El Capricho – Reino das carnes

Messi ou Ronaldo? Schumacher ou Senna? Serena ou Sharapova? A eterna dificuldade de escolher “O Melhor do Mundo” leva-nos a debates sem que nunca cheguemos a conclusões definitivas.

Com a Carne podemos atrever-nos a idênticas dúvidas? Talvez não seja o caso quando falamos das carnes produzidas (e confeccionadas) na pequena povoação de Jiménez de Jamuz

É em plena província de Castela e Leão que se situa a pequena povoação de Jiménez de Jamuz, lugarejo com menos de 1000 almas, onde o acontecimento mais importante é o crepitar da carne numa chapa quente. Contudo, a catedral da carne que esta terra alberga não é uma desconhecida para o mundo. A “Time”, o “NYT”, a “Life” ou o “The Guardian” já lhe dedicaram longas prosas e sucumbiram aos costeletões dos imponentes bois de José Gordon que são servidos nas cavernas escuras daquela que é hoje mundialmente reconhecida “Bodega El Capricho”.

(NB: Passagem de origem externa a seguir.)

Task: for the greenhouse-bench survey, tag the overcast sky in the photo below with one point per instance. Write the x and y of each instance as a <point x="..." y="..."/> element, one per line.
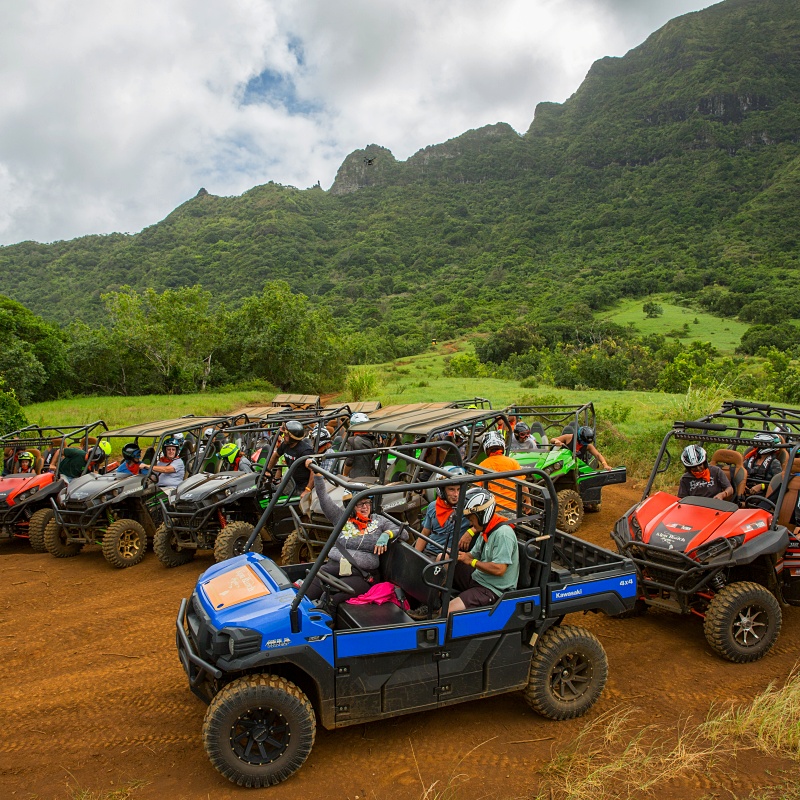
<point x="113" y="113"/>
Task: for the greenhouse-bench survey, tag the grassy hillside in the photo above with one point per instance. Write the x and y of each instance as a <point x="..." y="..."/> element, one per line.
<point x="724" y="334"/>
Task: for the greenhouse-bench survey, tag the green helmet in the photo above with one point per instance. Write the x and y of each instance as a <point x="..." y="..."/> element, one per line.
<point x="229" y="451"/>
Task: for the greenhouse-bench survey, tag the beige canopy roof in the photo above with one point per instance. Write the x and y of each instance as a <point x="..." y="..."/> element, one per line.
<point x="178" y="425"/>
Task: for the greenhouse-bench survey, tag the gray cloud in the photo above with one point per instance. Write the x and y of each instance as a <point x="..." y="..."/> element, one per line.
<point x="114" y="113"/>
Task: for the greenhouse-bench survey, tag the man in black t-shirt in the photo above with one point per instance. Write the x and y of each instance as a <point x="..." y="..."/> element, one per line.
<point x="292" y="447"/>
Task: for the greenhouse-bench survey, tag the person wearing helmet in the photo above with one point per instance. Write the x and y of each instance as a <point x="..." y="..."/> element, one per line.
<point x="131" y="459"/>
<point x="97" y="455"/>
<point x="359" y="466"/>
<point x="491" y="566"/>
<point x="521" y="440"/>
<point x="233" y="459"/>
<point x="700" y="478"/>
<point x="364" y="538"/>
<point x="25" y="463"/>
<point x="762" y="462"/>
<point x="293" y="446"/>
<point x="504" y="491"/>
<point x="69" y="463"/>
<point x="439" y="518"/>
<point x="584" y="446"/>
<point x="169" y="468"/>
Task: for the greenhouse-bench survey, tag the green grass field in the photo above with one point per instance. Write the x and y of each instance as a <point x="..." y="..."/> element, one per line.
<point x="724" y="334"/>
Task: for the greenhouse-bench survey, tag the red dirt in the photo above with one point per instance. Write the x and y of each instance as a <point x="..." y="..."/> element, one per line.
<point x="94" y="696"/>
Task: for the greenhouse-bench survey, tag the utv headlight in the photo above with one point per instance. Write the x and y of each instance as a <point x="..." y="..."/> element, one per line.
<point x="21" y="498"/>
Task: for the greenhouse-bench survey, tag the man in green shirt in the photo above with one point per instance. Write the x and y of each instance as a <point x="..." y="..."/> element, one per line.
<point x="491" y="566"/>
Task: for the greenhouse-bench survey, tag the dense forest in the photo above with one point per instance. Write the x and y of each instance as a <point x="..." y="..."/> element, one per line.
<point x="672" y="169"/>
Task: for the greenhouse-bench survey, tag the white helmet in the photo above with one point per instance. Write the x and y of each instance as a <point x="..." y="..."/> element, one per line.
<point x="481" y="503"/>
<point x="693" y="456"/>
<point x="493" y="440"/>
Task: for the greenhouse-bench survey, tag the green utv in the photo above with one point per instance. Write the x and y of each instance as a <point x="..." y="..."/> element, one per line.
<point x="578" y="481"/>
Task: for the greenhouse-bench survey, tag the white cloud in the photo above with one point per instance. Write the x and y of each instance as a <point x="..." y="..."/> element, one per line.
<point x="114" y="113"/>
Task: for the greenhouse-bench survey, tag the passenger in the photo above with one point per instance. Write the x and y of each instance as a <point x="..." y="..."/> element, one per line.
<point x="70" y="462"/>
<point x="97" y="455"/>
<point x="700" y="479"/>
<point x="322" y="435"/>
<point x="439" y="518"/>
<point x="505" y="493"/>
<point x="762" y="463"/>
<point x="584" y="447"/>
<point x="359" y="466"/>
<point x="491" y="566"/>
<point x="170" y="468"/>
<point x="234" y="460"/>
<point x="293" y="447"/>
<point x="24" y="463"/>
<point x="364" y="537"/>
<point x="521" y="440"/>
<point x="131" y="459"/>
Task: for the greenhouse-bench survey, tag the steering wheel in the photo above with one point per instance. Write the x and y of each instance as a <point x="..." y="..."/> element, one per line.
<point x="756" y="501"/>
<point x="334" y="582"/>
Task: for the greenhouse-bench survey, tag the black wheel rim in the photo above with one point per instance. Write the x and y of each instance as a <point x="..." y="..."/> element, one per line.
<point x="239" y="546"/>
<point x="750" y="626"/>
<point x="260" y="736"/>
<point x="571" y="676"/>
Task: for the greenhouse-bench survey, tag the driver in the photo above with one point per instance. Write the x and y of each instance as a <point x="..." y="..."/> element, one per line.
<point x="364" y="537"/>
<point x="700" y="479"/>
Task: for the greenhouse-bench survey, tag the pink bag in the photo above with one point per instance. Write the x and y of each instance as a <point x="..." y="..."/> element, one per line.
<point x="380" y="593"/>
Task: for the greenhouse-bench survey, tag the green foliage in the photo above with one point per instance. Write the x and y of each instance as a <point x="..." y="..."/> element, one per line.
<point x="652" y="310"/>
<point x="12" y="417"/>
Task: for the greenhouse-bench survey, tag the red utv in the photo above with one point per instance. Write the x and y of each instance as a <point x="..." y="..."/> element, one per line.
<point x="25" y="506"/>
<point x="732" y="564"/>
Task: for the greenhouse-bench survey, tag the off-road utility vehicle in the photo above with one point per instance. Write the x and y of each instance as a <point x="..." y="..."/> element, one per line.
<point x="273" y="665"/>
<point x="579" y="482"/>
<point x="25" y="498"/>
<point x="731" y="566"/>
<point x="119" y="511"/>
<point x="218" y="510"/>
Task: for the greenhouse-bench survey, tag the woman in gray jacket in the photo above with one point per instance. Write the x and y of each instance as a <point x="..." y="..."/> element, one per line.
<point x="364" y="537"/>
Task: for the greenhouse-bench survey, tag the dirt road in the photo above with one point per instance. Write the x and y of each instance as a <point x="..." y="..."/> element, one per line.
<point x="93" y="696"/>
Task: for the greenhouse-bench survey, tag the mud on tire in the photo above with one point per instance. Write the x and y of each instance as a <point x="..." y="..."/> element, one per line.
<point x="570" y="511"/>
<point x="36" y="525"/>
<point x="568" y="672"/>
<point x="742" y="622"/>
<point x="55" y="541"/>
<point x="259" y="730"/>
<point x="231" y="541"/>
<point x="295" y="551"/>
<point x="124" y="543"/>
<point x="169" y="553"/>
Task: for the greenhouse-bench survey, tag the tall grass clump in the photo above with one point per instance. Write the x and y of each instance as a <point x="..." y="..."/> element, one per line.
<point x="361" y="384"/>
<point x="771" y="722"/>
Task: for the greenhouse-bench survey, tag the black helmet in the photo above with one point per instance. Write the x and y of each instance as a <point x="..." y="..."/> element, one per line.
<point x="131" y="452"/>
<point x="295" y="429"/>
<point x="585" y="434"/>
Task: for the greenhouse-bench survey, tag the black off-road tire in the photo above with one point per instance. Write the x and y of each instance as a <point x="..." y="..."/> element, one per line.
<point x="568" y="672"/>
<point x="55" y="541"/>
<point x="124" y="543"/>
<point x="36" y="525"/>
<point x="295" y="551"/>
<point x="742" y="622"/>
<point x="570" y="511"/>
<point x="259" y="730"/>
<point x="169" y="553"/>
<point x="231" y="540"/>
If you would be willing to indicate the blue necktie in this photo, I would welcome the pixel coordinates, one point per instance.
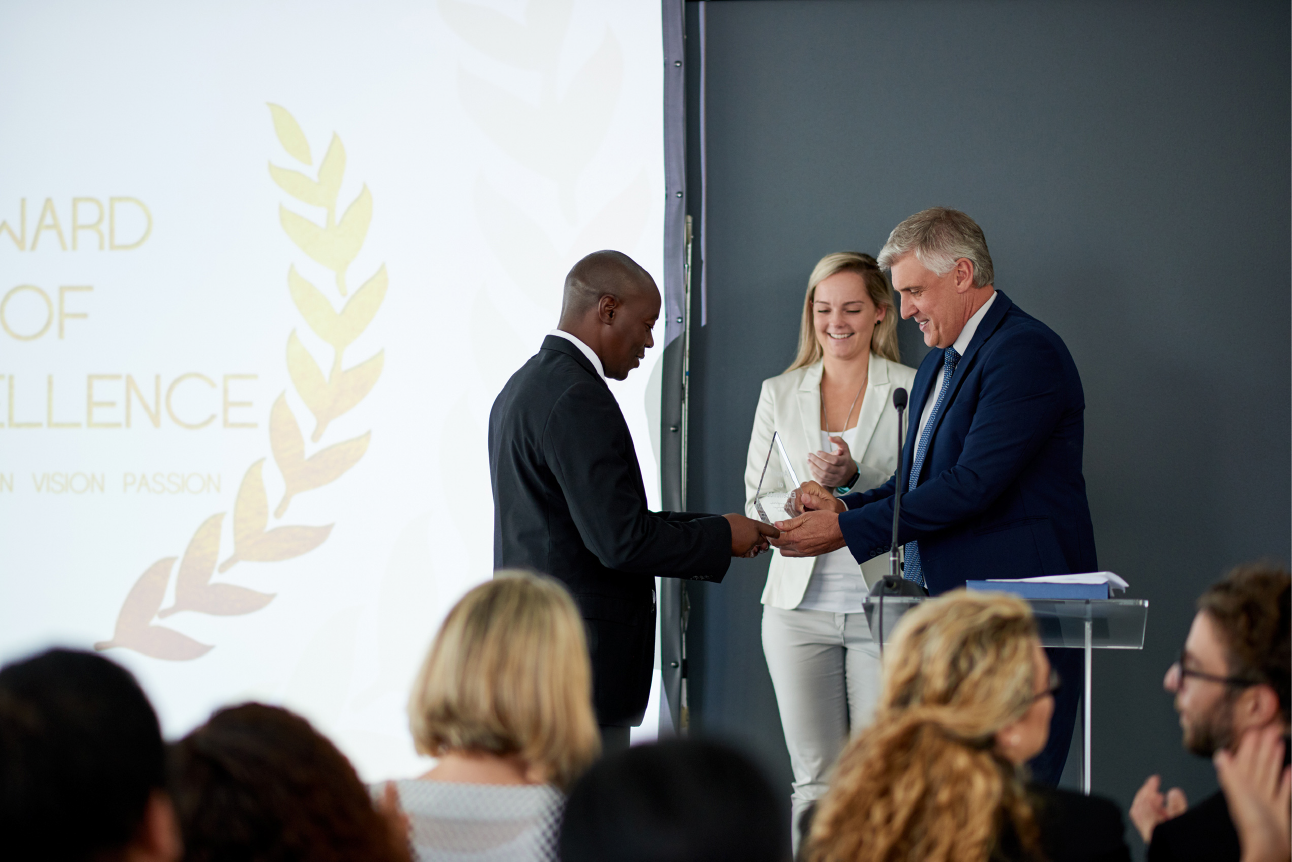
(912, 569)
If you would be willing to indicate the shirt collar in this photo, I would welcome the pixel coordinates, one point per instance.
(584, 349)
(972, 326)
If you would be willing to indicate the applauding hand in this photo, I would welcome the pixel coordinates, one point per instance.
(832, 468)
(1151, 807)
(1259, 791)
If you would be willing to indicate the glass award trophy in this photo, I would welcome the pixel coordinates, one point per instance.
(778, 486)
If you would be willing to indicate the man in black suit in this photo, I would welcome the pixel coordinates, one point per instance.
(567, 491)
(1234, 677)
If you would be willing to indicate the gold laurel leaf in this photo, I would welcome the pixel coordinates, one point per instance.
(331, 172)
(230, 600)
(314, 308)
(288, 446)
(309, 237)
(162, 642)
(251, 513)
(197, 566)
(133, 630)
(332, 247)
(361, 309)
(297, 185)
(323, 468)
(308, 379)
(144, 600)
(348, 389)
(284, 543)
(290, 135)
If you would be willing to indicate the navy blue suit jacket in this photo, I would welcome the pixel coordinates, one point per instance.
(1000, 490)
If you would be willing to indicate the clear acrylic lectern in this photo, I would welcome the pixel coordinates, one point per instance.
(1107, 624)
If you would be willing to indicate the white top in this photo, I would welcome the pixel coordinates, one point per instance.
(960, 345)
(790, 403)
(836, 583)
(588, 352)
(479, 822)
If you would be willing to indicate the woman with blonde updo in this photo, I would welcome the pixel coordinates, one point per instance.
(832, 410)
(938, 777)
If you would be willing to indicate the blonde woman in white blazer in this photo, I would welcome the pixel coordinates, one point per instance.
(832, 410)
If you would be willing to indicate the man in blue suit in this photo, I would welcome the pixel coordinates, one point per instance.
(991, 467)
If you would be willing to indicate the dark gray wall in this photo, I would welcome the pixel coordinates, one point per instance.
(1131, 167)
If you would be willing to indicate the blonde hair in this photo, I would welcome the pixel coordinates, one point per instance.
(924, 781)
(509, 675)
(883, 339)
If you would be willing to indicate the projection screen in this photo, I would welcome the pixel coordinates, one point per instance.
(264, 268)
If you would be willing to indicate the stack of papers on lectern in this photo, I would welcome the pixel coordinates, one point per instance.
(1092, 586)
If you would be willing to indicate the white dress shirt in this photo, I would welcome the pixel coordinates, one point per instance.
(588, 352)
(960, 345)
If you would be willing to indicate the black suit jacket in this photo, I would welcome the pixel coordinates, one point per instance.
(1203, 832)
(569, 502)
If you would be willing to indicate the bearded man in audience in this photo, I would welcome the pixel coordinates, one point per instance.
(1233, 679)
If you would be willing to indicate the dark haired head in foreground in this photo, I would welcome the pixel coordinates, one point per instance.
(82, 763)
(259, 783)
(680, 800)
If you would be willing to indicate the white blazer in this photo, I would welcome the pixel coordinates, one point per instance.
(791, 405)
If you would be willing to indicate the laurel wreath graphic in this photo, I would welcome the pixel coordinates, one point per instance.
(335, 244)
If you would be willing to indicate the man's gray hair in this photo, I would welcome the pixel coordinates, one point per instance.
(939, 237)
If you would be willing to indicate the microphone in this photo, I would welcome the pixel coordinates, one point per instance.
(899, 403)
(893, 583)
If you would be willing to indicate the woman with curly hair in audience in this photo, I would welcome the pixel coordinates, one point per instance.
(504, 704)
(259, 783)
(938, 777)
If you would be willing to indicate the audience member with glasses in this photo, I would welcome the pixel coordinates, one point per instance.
(941, 774)
(1233, 689)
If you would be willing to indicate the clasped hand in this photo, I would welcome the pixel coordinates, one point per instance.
(748, 536)
(815, 530)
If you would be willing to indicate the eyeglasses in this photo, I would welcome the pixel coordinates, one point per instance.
(1177, 672)
(1052, 689)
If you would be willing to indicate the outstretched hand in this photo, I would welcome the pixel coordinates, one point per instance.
(1259, 791)
(813, 496)
(809, 535)
(748, 536)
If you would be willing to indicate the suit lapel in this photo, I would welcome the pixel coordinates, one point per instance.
(986, 328)
(872, 406)
(809, 406)
(561, 345)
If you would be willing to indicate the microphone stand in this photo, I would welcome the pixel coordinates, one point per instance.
(893, 583)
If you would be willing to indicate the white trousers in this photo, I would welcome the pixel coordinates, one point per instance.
(826, 671)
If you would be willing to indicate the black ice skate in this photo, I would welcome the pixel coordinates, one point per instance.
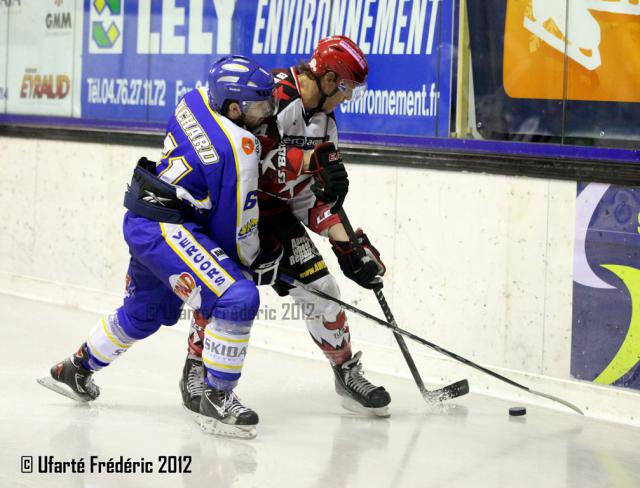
(221, 413)
(192, 384)
(71, 379)
(358, 395)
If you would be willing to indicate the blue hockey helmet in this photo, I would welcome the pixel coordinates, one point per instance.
(242, 80)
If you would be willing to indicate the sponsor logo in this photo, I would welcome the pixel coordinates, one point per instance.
(224, 350)
(251, 200)
(200, 261)
(301, 141)
(580, 54)
(302, 250)
(323, 216)
(248, 146)
(106, 20)
(282, 164)
(219, 253)
(196, 135)
(184, 285)
(248, 229)
(169, 145)
(129, 287)
(319, 266)
(35, 85)
(58, 21)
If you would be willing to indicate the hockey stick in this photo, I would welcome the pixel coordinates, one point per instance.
(453, 390)
(424, 342)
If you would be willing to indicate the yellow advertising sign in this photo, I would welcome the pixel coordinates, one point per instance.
(600, 39)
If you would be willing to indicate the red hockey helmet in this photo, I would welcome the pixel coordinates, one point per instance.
(342, 56)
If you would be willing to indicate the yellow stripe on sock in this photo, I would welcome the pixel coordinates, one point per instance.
(111, 338)
(225, 339)
(95, 352)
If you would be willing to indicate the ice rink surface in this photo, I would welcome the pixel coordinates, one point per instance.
(304, 438)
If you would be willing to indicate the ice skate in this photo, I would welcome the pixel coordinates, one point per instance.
(629, 7)
(192, 384)
(71, 379)
(358, 394)
(549, 23)
(221, 413)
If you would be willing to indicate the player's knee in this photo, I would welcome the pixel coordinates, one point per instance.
(328, 285)
(239, 303)
(316, 306)
(137, 326)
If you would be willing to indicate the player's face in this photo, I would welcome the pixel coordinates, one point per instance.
(346, 90)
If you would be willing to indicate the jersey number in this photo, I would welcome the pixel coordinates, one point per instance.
(252, 200)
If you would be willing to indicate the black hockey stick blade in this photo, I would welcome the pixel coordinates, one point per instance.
(454, 390)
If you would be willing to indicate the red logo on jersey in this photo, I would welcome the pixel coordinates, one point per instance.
(184, 285)
(248, 146)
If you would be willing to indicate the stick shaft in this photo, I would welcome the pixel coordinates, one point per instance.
(385, 308)
(424, 342)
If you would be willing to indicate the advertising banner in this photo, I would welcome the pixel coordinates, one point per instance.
(40, 56)
(556, 70)
(606, 289)
(140, 57)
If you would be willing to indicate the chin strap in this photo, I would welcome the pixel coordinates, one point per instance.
(323, 95)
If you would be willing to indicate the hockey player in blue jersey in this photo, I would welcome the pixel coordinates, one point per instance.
(192, 230)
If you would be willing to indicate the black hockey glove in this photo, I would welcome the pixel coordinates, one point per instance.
(332, 181)
(364, 265)
(265, 266)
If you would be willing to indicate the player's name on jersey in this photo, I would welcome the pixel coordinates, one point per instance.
(196, 135)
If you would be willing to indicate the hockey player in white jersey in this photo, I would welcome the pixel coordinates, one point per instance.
(298, 152)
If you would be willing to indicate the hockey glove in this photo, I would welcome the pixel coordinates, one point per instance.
(332, 181)
(362, 265)
(265, 266)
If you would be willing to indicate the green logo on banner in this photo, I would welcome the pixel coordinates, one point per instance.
(114, 6)
(105, 38)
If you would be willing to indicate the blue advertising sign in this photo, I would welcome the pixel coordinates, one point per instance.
(606, 289)
(140, 57)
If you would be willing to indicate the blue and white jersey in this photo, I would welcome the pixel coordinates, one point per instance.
(213, 163)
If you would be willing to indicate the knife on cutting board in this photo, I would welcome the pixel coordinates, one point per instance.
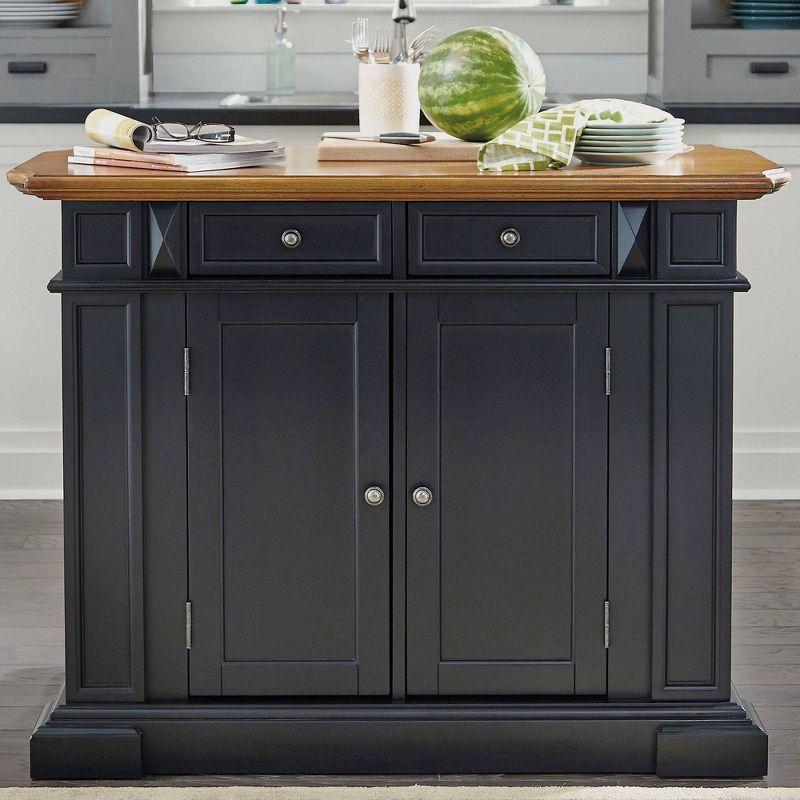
(399, 137)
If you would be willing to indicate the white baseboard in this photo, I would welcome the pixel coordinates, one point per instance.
(766, 465)
(30, 465)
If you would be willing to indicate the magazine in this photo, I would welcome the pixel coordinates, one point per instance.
(109, 128)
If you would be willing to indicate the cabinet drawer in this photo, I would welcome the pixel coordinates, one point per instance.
(45, 70)
(752, 78)
(508, 239)
(290, 239)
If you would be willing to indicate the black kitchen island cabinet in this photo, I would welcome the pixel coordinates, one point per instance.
(391, 468)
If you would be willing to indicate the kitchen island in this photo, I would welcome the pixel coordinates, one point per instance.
(396, 468)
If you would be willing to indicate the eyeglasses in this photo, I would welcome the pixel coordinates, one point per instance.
(202, 131)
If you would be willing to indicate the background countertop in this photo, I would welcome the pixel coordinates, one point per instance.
(341, 108)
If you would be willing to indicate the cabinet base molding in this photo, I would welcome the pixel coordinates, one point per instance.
(87, 741)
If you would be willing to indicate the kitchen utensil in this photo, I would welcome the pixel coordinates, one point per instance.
(423, 43)
(360, 40)
(403, 13)
(401, 137)
(381, 51)
(443, 148)
(388, 98)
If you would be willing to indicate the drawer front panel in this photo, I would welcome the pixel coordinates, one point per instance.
(45, 70)
(508, 239)
(290, 239)
(696, 240)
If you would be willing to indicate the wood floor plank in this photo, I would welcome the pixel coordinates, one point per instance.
(32, 676)
(38, 636)
(31, 511)
(26, 695)
(766, 674)
(53, 570)
(763, 601)
(19, 718)
(784, 742)
(764, 583)
(778, 717)
(767, 635)
(770, 618)
(31, 655)
(761, 695)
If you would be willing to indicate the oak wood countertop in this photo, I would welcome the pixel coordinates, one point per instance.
(707, 173)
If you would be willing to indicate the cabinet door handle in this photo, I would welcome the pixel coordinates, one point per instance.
(510, 237)
(769, 67)
(27, 67)
(374, 496)
(422, 496)
(291, 238)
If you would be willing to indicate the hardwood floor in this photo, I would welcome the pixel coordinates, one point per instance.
(766, 647)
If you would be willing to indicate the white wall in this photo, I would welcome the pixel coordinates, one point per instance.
(767, 320)
(767, 411)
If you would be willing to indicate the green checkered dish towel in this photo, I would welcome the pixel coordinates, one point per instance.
(547, 140)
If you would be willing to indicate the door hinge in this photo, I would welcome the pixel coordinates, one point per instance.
(186, 371)
(188, 626)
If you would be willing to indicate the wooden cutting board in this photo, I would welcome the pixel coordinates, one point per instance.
(443, 148)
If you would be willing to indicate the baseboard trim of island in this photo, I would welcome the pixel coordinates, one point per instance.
(86, 741)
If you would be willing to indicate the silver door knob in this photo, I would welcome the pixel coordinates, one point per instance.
(422, 496)
(374, 496)
(291, 238)
(510, 237)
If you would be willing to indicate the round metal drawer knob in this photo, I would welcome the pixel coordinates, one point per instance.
(422, 496)
(374, 496)
(291, 238)
(510, 237)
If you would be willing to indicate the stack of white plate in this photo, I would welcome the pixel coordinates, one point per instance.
(38, 13)
(609, 143)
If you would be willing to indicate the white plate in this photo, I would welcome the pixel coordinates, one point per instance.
(35, 14)
(628, 147)
(626, 140)
(608, 127)
(630, 159)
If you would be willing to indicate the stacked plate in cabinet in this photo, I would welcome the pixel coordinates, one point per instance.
(612, 143)
(766, 13)
(38, 13)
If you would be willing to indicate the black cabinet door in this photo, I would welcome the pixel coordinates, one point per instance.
(288, 426)
(507, 428)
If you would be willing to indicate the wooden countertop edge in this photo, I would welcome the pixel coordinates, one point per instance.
(559, 185)
(19, 177)
(361, 188)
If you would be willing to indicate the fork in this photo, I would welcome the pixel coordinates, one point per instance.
(381, 50)
(360, 40)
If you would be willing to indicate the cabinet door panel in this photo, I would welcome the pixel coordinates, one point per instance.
(288, 414)
(507, 426)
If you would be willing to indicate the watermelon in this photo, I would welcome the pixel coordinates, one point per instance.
(478, 82)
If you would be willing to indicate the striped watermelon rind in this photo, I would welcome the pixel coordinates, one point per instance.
(477, 83)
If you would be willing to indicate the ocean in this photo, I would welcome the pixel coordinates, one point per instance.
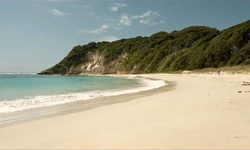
(20, 91)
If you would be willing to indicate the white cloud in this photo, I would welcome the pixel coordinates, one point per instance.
(57, 12)
(148, 18)
(81, 6)
(101, 29)
(110, 38)
(125, 20)
(117, 6)
(114, 9)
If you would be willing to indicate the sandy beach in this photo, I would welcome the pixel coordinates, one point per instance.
(195, 111)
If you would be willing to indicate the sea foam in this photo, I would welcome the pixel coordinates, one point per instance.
(7, 106)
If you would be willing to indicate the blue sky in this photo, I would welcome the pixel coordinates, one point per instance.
(37, 34)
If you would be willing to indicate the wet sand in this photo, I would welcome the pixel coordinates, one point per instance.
(194, 111)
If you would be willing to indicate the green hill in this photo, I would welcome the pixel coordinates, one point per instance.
(192, 48)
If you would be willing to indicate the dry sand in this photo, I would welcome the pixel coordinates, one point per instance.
(201, 111)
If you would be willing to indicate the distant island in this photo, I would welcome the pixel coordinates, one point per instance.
(195, 47)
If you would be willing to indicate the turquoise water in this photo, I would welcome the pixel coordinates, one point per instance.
(25, 91)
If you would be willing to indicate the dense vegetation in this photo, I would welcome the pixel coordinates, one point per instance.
(192, 48)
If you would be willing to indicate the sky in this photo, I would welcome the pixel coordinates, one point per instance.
(37, 34)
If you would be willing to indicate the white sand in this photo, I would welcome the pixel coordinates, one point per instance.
(202, 111)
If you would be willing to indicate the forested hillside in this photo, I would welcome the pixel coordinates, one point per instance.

Mas qual é o segredo por trás da fama destas carnes. A explicação é simples e reside no carácter quase obsessivo de Gordon pela qualidade da matéria-prima. No El Capricho não entram carnes de matadouro. Todos os animais são criteriosamente escolhidos pelo dono e provenientes, maioritariamente, de raças do Norte de Espanha e… Portugal. Barrosã, maronesa, minhota, rubia, gallega e asturiana, de bois, mas também vacas, criados ao ar livre e que vivem em harmonia nos pastos de Jiménez de Jamuz até às idades dos 7 aos 13 anos.

Terá sido esta excelência que cativou o restaurante Rei dos Leitões em trazer para a sua carta aquela que é por muitos considerada a melhor carne do Mundo, superando a Waigu. E A Lei do Vinho não resistiu a ir tirar teimas.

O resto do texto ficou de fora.